Sayfo – Assyrian Genocide
The Sayfo or the Seyfo (lit. 'sword'; see below), also known as the Assyrian genocide, was the mass slaughter and deportation of Assyrian/Syriac Christians in southeastern Anatolia and Persia's Azerbaijan province by Ottoman forces and some Kurdish tribes during World War I.
The Assyrians were divided into mutually antagonistic churches, including the Syriac Orthodox Church, the Church of the East, and the Chaldean Catholic Church. Before World War I, they lived in mountainous and remote areas of the Ottoman Empire (some of which were effectively stateless). The empire's nineteenth-century centralization efforts led to increased violence and danger for the Assyrians.
Mass killing of Assyrian civilians began during the Ottoman occupation of Azerbaijan from January to May 1915, during which massacres were committed by Ottoman forces and pro-Ottoman Kurds. In Bitlis province, Ottoman troops returning from Persia joined local Kurdish tribes to massacre the local Christian population (including Assyrians). Ottoman forces and Kurds attacked the Assyrian tribes of Hakkari in mid-1915, driving them out by September despite the tribes mounting a coordinated military defense. Governor Mehmed Reshid initiated a genocide of all of the Christian communities in Diyarbekir province, including Syriac Christians, facing only sporadic armed resistance in some parts of Tur Abdin. Ottoman Assyrians living farther south, in present-day Iraq and Syria, were not targeted in the genocide.

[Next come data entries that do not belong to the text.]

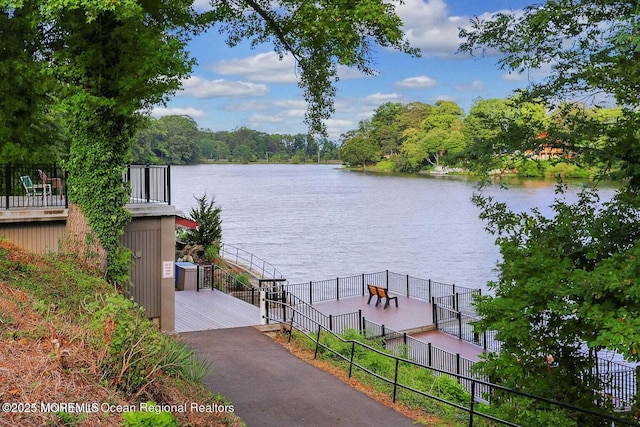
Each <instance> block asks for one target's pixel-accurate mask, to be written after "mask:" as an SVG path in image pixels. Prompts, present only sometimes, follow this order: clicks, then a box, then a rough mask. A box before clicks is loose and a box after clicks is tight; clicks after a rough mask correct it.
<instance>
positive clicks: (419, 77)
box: [396, 76, 438, 89]
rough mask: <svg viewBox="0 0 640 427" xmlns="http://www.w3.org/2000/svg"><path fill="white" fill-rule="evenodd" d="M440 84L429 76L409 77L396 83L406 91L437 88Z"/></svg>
mask: <svg viewBox="0 0 640 427" xmlns="http://www.w3.org/2000/svg"><path fill="white" fill-rule="evenodd" d="M437 85H438V82H437V81H435V80H434V79H432V78H431V77H429V76H415V77H408V78H406V79H404V80H401V81H399V82H396V86H397V87H400V88H405V89H420V88H430V87H434V86H437Z"/></svg>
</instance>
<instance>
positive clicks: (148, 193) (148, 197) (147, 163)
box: [144, 163, 151, 203]
mask: <svg viewBox="0 0 640 427" xmlns="http://www.w3.org/2000/svg"><path fill="white" fill-rule="evenodd" d="M149 166H150V165H149V163H147V164H146V165H145V166H144V195H145V199H147V203H149V201H150V200H151V169H149Z"/></svg>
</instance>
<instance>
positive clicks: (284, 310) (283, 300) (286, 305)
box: [274, 282, 287, 322]
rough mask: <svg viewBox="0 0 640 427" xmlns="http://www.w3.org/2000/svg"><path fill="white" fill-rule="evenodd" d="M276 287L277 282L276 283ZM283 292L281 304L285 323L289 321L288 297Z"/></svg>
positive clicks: (282, 318) (284, 292) (286, 295)
mask: <svg viewBox="0 0 640 427" xmlns="http://www.w3.org/2000/svg"><path fill="white" fill-rule="evenodd" d="M274 285H275V282H274ZM281 292H282V298H281V301H280V302H281V304H282V320H283V321H284V322H286V321H287V295H286V292H287V291H285V290H284V289H283V290H282V291H281Z"/></svg>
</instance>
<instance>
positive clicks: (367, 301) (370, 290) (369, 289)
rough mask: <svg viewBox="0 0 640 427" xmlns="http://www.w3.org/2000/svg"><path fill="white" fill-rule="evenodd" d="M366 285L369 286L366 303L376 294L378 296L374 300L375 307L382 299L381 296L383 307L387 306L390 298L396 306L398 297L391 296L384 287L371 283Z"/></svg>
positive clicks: (372, 297)
mask: <svg viewBox="0 0 640 427" xmlns="http://www.w3.org/2000/svg"><path fill="white" fill-rule="evenodd" d="M367 287H368V288H369V299H368V300H367V304H369V303H370V302H371V298H373V297H374V296H376V297H377V298H378V299H377V300H376V307H377V306H378V304H380V301H382V298H384V299H385V302H384V308H387V307H388V306H389V301H391V300H395V301H396V307H397V306H398V297H392V296H391V295H389V292H387V290H386V289H385V288H381V287H379V286H375V285H371V284H369V285H367Z"/></svg>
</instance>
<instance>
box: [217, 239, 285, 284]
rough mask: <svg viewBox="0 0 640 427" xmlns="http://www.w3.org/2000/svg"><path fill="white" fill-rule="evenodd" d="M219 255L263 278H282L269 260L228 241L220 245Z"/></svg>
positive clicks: (282, 277)
mask: <svg viewBox="0 0 640 427" xmlns="http://www.w3.org/2000/svg"><path fill="white" fill-rule="evenodd" d="M220 256H221V257H222V258H224V259H225V260H227V261H230V262H232V263H234V264H236V265H240V266H242V267H245V268H247V269H248V270H249V271H251V272H254V273H257V274H259V275H260V276H262V277H265V278H273V279H284V276H283V275H282V273H281V272H280V271H279V270H278V269H277V268H276V267H274V266H273V265H272V264H270V263H269V262H267V261H265V260H263V259H262V258H260V257H257V256H255V255H254V254H252V253H251V252H247V251H245V250H244V249H240V248H238V247H236V246H233V245H230V244H228V243H223V244H222V245H221V246H220Z"/></svg>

The Sayfo occurred concurrently with and was closely related to the Armenian genocide, although the Sayfo is considered to have been less systematic. Local actors played a larger role than the Ottoman government, but the latter also ordered attacks on certain Assyrians. Motives for killing included a perceived lack of loyalty among some Assyrian communities to the Ottoman Empire and the desire to appropriate their land. At the 1919 Paris Peace Conference, the Assyro-Chaldean delegation said that its losses were 250,000 (about half the prewar population); the accuracy of this figure is unknown. They later revised their estimate to 275,000 dead at the Lausanne Conference in 1923. The Sayfo is less studied than the Armenian genocide. Efforts to have it recognized as a genocide began during the 1990s, spearheaded by the Assyrian diaspora. Although several countries acknowledge that Assyrians in the Ottoman Empire were victims of a genocide, this assertion is rejected by the Turkish government.